Saturday, 6 July 2013

Strength in tough places

So I have had a bit of writers block and did not post last week..and I was away, it was the Canada Day long weekend.  I asked some friends for ideas and they gave me some that I will use in the next few weeks.  As usually happens, a topic presented itself to me via a friend or in this case friends.  

We train for a long time for our events, days and weeks, sometimes months and they can be good days or really bad days.  We need to have the bad training days so we know what to do if things go wrong in a race and to show us how strong we are.  We have tough days but we are tougher or they make us tougher. Sometimes it does not seem that way but when we are in the middle of it, sometimes it is hard to see lessons we need to learn.  We sometimes want to give up when things get tough but what is that old saying "When the going gets tough, the tough get going". Sometimes we get tough quickly, sometimes it takes a few days but we usually realize we can keep going and get through it. This is a sign of strength.

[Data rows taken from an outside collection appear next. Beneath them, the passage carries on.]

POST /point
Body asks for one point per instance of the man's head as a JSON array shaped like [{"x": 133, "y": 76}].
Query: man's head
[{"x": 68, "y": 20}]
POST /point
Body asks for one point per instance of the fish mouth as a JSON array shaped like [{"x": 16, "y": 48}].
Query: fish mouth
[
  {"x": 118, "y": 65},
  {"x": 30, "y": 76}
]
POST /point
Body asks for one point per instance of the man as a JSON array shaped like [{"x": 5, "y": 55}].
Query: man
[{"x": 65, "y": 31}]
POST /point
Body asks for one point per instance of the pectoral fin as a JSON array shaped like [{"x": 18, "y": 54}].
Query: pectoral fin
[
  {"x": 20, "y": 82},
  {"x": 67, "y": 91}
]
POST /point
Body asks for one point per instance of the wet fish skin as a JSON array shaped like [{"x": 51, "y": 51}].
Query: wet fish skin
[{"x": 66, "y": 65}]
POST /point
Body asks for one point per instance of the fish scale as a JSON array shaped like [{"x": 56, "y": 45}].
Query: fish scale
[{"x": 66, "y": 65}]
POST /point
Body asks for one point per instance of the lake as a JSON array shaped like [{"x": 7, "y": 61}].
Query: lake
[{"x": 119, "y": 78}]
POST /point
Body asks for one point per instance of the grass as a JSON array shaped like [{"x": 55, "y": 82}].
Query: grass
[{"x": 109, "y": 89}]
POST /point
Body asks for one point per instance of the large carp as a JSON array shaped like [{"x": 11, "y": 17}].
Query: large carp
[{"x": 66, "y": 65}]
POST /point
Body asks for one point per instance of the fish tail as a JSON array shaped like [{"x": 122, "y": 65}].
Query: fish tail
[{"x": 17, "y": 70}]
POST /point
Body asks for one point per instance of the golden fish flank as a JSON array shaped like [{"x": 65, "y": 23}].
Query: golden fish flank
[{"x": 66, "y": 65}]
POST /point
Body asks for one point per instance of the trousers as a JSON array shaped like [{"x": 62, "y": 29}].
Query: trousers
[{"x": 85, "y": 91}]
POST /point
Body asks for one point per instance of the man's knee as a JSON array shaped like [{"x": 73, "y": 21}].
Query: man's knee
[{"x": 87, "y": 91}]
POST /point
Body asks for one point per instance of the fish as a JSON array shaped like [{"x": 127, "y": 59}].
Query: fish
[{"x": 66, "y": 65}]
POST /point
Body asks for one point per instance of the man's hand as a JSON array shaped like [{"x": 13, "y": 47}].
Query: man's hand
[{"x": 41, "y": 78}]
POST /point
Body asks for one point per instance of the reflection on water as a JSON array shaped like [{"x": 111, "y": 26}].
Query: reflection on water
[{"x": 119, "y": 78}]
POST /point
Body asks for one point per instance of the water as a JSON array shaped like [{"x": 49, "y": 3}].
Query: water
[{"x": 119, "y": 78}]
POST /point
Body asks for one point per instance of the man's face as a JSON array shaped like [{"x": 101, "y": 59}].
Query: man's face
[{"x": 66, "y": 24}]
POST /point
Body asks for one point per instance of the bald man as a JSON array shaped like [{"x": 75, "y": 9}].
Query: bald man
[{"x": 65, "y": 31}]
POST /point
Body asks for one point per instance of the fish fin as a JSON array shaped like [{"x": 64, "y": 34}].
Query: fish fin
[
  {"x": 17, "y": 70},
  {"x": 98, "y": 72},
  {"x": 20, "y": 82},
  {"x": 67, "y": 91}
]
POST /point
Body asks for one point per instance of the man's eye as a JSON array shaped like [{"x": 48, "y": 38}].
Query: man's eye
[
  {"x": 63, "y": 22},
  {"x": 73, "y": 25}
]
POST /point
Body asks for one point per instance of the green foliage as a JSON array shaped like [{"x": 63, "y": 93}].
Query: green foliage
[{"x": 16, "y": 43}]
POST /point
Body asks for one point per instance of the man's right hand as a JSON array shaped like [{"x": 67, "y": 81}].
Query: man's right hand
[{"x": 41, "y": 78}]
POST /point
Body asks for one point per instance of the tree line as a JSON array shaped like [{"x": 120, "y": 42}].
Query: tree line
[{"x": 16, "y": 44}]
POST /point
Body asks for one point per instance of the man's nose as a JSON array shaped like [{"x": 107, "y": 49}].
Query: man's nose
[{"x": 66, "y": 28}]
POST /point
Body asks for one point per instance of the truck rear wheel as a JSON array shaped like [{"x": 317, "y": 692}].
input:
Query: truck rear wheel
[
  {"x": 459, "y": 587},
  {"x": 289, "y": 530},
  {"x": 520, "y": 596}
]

Another sign of strength is knowing when to give up, sometimes we are injured or get injured during a race and we need to stop and not continue.  Sometimes we have equipment malfunctions and do not get to finish, which happened to me on my first Sprint Tri.  All our training and hard work for this one day and it does not turn out the way we planned.  We can have a pity party or we can find the silver lining in the clouds, there is always one, even if we do not see it at the time.  I know after my DNF, I cried for a minute, got mad and then immediately said, I would be back to do another Tri, as soon as possible.  I could have given up but the though did not even enter my mind, I trained too hard to give up and I did great on the other 2 legs of my tri. My new coach had to stop her race today after she felt a muscle pop in her calf.  This was not her goal race and she knew not to push it.  Instead of having a pity party she immediately went into cheerleader mode for her fiancee who was still racing, that is strength. 

So I have a new coach, I though long and hard before getting one again but I know I found a good match.  I was clear on what I wanted and needed and was able to find someone who is willing to provide me with that.  I am stronger, I can now stand up for myself, I may not know everything but I do know what I need and I refuse accept less.  This was my first week on my new training plan, it was tough but I could do it, all of it, even the tough parts and I surprised myself....I am getting stronger.